Many businesses and individuals collaborate to form a partnership agreement where they both take on roles in management and running the new organisation while sharing in the profits and losses.
A limited liability partnership agreement or LLP is designed to provide protection for the partnership agreement in a similar way to limited liability companies.
The big benefit is that it protects the individual partner’s assets and deems the LLP as a legal entity in its own right. The disadvantages are that the partnership needs to publicly disclose its financial details and there are fewer tax advantages compared to setting up an LLC.
There are several different options when setting up a business and each of these has its individual pros and cons. Choosing the right vehicle is key, not only for your personal liability but the amount of tax you pay in your business activities.
What is a limited liability partnership?
Limited liability partnerships were first introduced in 2000 and allowed businesses and individual partners to create a separate legal entity that could be registered with Companies House in a similar way to limited companies.
Limited liability partnerships are generally formed between groups of people or businesses that have a common professional background or mutual. For example, you might have two or more accountants or solicitors who work together but are responsible for their own income and want the protection of limited liability partnership status.
An LLP, as it is more commonly known, means that individual partners are liable only for the amount they have put into the business. Their personal assets and income are protected and, if the partnership fails, creditors cannot come after these.
How is a limited liability partnership formed?
All LLPs need to be registered with Companies House and there needs to be a minimum of 2 members. In any partnership, 2 members also need to act to ensure that all regulations associated with the business are met, including sending accounts to Companies House.
The partnership must have a full postal address in the location where the LLP is registered and details of persons with significant control or PSCs should be made public. In addition, the HMRC must be informed of the partnership and a Partnership Tax Return needs to be filed annually.
Finally, members of an LLP must be registered for self-assessment tax return and pay tax on the income that they earn.
Why are they different to partnerships and limited companies?
A general partnership is an informal agreement between two or more individuals and there is no liability protection when it comes to exposure to potential claims or other issues. In other words, general partners can have unlimited liability while for those in an LLP it is limited.
An LLP is a formal arrangement that has been lodged with Companies House and has certain rules and regulations attached to it for the management of the business.
While a limited company and an LLP have similarities such as being a separate legal entity, there are some major differences. For a start, participants in an LLP are called members or partners and not directors, shareholders or guarantors.

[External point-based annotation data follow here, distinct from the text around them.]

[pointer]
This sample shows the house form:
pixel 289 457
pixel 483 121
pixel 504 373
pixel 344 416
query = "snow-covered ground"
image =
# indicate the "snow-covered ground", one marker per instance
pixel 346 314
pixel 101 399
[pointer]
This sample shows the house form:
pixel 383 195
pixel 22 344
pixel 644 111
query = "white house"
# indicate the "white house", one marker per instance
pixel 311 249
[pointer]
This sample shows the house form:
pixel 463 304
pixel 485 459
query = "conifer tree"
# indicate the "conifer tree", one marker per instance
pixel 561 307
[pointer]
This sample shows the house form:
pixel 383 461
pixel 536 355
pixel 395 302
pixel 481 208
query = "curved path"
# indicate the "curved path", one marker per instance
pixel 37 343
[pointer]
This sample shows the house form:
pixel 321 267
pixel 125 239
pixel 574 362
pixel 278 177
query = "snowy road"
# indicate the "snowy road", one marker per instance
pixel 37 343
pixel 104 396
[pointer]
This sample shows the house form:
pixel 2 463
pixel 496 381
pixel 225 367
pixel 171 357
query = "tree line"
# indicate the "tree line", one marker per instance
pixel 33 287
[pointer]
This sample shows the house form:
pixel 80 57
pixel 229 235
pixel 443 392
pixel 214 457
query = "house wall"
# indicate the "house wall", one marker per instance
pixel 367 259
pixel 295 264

They are governed by different regulations.
While limited companies are subject to the Companies Act 2006, limited liability partnerships are regulated by:
- Limited Liability Partnership Act 2000
- The Limited Liability Partnerships Regulations 2009
Partnerships, unlike a limited company, are not subject to corporation tax but each member is liable for the income tax and national insurance on the amount they earn.
What are the advantages of a limited liability partnership?
1. LLP protection
The huge advantage of forming an LLP is that it gives liability protection to individuals within the group as it is a separate legal entity. That means that individual members are liable only for the amount that they put into the business and assets like their own property are not at risk.

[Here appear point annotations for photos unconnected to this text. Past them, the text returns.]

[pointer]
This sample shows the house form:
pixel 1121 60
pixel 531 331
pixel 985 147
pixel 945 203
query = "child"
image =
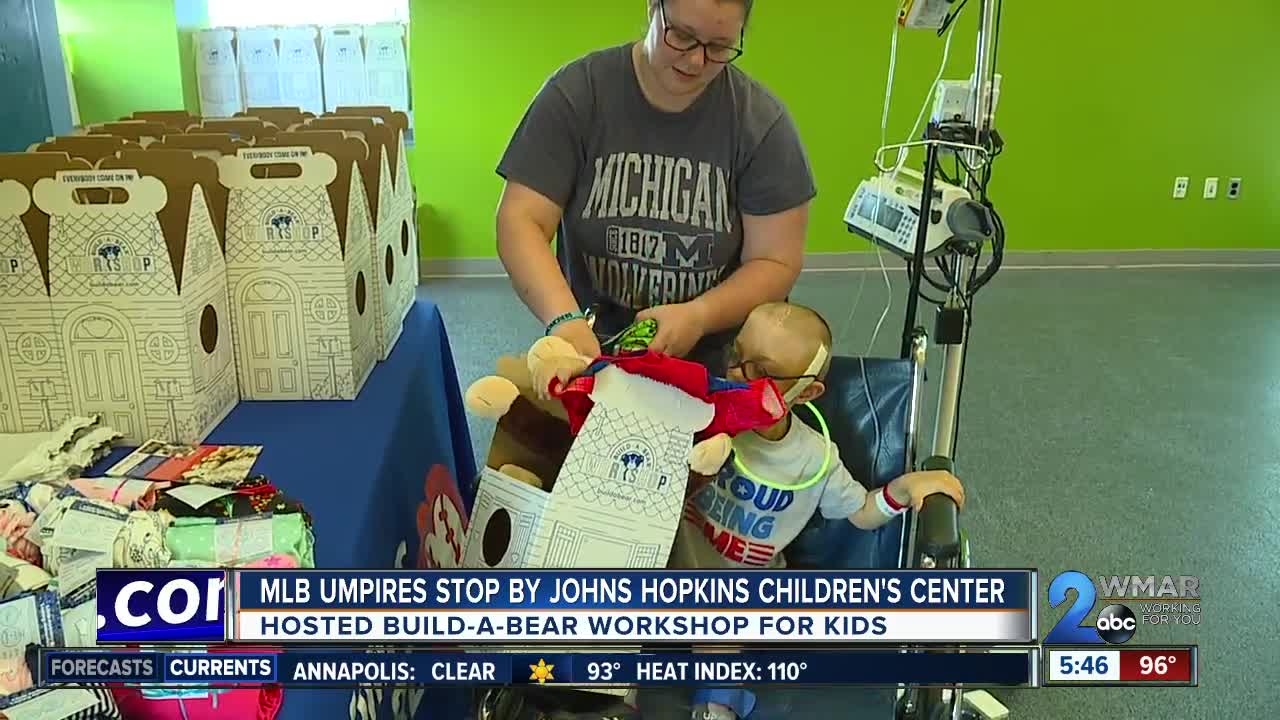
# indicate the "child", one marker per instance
pixel 735 522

An LLP allows members within the partnership to agree together on how the business will be run and the way profits are divided. This gives greater scope to cater to individual needs than if the arrangement was through a limited liability company.
One of the other main reasons for opting for LLP status is that it can make your collective businesses more attractive to potential clients. It can widen opportunities, for example, for tendering to larger companies who are looking for businesses or partnerships that are formally registered with Companies House.
4. Retain profits
Individual partners are responsible for their own profits and can obtain certain tax benefits from being self-employed while still benefiting from membership of a partnership.
What are the disadvantages of a limited liability partnership?
1. Public disclosure
As with a LLC registered with companies house, LLPs have to submit accounts, including the earnings of individual partners. This will be part of the public record and there is little or no privacy.
If the LLP is only comprised of two members, if one decides to leave then the partnership will need to be dissolved and removed from Companies House.
Each member of a partnership will be taxed according to their income and there are fewer tax breaks than, for example, an LLC might enjoy. Also unlike an LLC, you can’t hold over profits to the next accounting year for tax purposes.
Frequently Asked Questions
What are the characteristics of LLP?
The main characteristic is that an LLP is a separate legal entity from the partners that reduce their exposure to liability and is registered with Companies House.
There must be two designated members who are responsible for ensuring the LLP meets its obligations under current regulations and each member is responsible for their own tax liability.
Who cannot partner in LLP?
Members of an LLP can be either individuals or a corporate entity. This type of structure is only available to businesses that intend to make a profit so is not suitable for charities or non-profit organisations.
Can an LLP have a CEO?
There is often no need to appoint a CEO for an LLP but a lot will depend on the scope and scale of the partnership. A CEO can be nominated with the agreement between members to oversee the management of the partnership as a whole. It is entirely up to the members.
Setting up an LLP has several advantages, not least in reducing the liability of members within the partnership. LLPs are most often used in sectors such as accounting, law and construction where grouping together can provide beneficial security as well as access to more resources compared to general partnerships.